Algo análogo aconteció con los académicos electos. Cuando Madariaga pudo y quiso volver a España, con pleno derecho leyó su discurso de ingreso, y ojalá hubiese podido hacer otro tanto Antonio Machado, cuyo elogio no dejó de llevar al suyo de recepción Emilio García Gómez. Pese a la reiterada instancia de su fraternal amigo Marañón, Pérez de Ayala murió, tras su regreso a España, sin decidirse a escribir los pocos folios que le habrían bastado para trasponer su estado de electo. Otro electo, éste inicialmente adscrito a las filas de los vencedores, Pedro Sainz Rodríguez, decidió exiliarse en 1940; y como los tres que acabo de mencionar, aunque tan distintas fuesen las razones de su exilio, no por ello perdió su derecho en la Academia.

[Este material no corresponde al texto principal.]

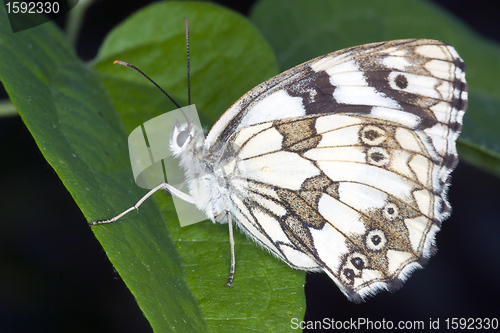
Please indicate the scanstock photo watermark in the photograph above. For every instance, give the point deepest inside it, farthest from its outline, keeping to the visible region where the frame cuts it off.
(368, 324)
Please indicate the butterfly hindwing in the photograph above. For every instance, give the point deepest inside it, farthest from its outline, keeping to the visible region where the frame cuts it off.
(342, 163)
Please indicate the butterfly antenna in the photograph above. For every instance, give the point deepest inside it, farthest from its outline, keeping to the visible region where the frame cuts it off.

La misma actitud ha mantenido la Academia en la provisión de vacantes a partir de 1939. Distantes todos de los españoles vencedores, inequívocamente fieles, algunos, a su nunca ocultada condición de españoles vencidos, sucesivamente han ingresado en su recinto Gómez Moreno, Dámaso Alonso, Vicente Aleixandre, Julio Rey Pastor, Rafael Lapesa, Julián Marías, Antonio Rodríguez Moñino, Antonio Buero Vallejo... Más nombres podrían añadirse. Y mientras siga viva en nuestra sociedad la huella de la contienda fratricida, nunca la aceptará en su conducta la Real Academia Española. En esa misma línea debe verse la renuncia de Pemán a la dirección de ella, cuando Meriéndez Pidal regresó a España; porque esa decisión no fue solamente motivada por los méritos insuperables de don Ramón, también porque había sido la guerra civil la que impidió a éste, la permanencia en el desempeño del cargo. No será inoportuno mencionar aquí que don Ramón, a quien tanto parecía venerarse, fue vejado en más de una ocasión por el Gobierno de Franco. Baste el recuerdo de lo sucedido cuando el Ayuntamiento de La Coruña decidió nombrarle hijo adoptivo de la ciudad.

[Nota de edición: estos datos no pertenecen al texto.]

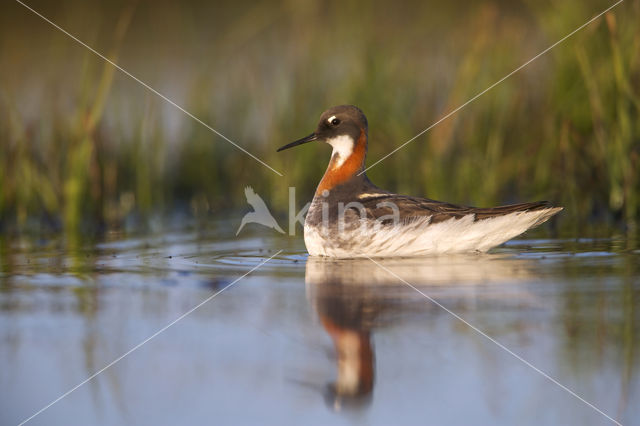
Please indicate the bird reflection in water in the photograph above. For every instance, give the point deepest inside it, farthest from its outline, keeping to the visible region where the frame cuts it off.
(353, 298)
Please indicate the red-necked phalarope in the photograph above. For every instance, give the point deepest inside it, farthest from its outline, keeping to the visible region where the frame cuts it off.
(351, 217)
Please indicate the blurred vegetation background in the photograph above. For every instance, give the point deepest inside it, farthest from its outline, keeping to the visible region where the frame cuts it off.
(84, 148)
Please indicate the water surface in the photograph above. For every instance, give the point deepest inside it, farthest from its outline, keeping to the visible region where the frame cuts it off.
(306, 340)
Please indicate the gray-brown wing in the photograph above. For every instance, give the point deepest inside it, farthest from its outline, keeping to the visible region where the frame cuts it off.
(410, 207)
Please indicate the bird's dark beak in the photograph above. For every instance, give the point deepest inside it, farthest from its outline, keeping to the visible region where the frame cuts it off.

¿Por qué, entonces, siendo tan notorios sus merecimientos, no ha ingresado Rafael Alberti en la Academia a su regreso del exilio? Sencillamente, porque él no ha querido. Por dos veces le han hecho saber varios académicos su deseo de que aceptase ser propuesto -en la primera, como académico de número; en la segunda, como académico de honor al lado de su compañero de generación Jorge Guillén-, con la certidumbre de que lograría los votos suficentes, y las dos se ha negado rotunda y expresivamente nuestro egregio y admirado poeta. Que conste así a la hora de hablar de la Academia.

Si comencé mi alegato con un verso de Manuel Machado, lo terminaré con dos, archiconocidos y archicitados, de su hermano Antonio: los que dicen "una de las dos Españas / ha de helarte el corazón".

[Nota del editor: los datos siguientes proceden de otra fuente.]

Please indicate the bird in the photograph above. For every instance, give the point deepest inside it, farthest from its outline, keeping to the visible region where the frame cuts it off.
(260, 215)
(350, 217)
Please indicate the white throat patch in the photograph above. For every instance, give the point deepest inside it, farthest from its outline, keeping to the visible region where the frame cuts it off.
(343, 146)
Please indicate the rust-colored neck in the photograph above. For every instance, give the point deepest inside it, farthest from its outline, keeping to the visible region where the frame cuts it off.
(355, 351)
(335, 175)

A más de un españolito le habrá sucedido así. No a la vieja dama doña Real Academia Española, que a los 270 años de su nacimiento aún conserva el suyo con lozanía y anchura suficientes para que escritores y sabios de ambas Españas quepan dentro de él. Más aún: para desear con ahínco que sólo como pasadísima antigualla lleguen a ser recordados esos dos octosílabos del que don Ramón Meriéndez Pidal, recordando al Cid, llamó un día "nuestro grande y entristecido poeta".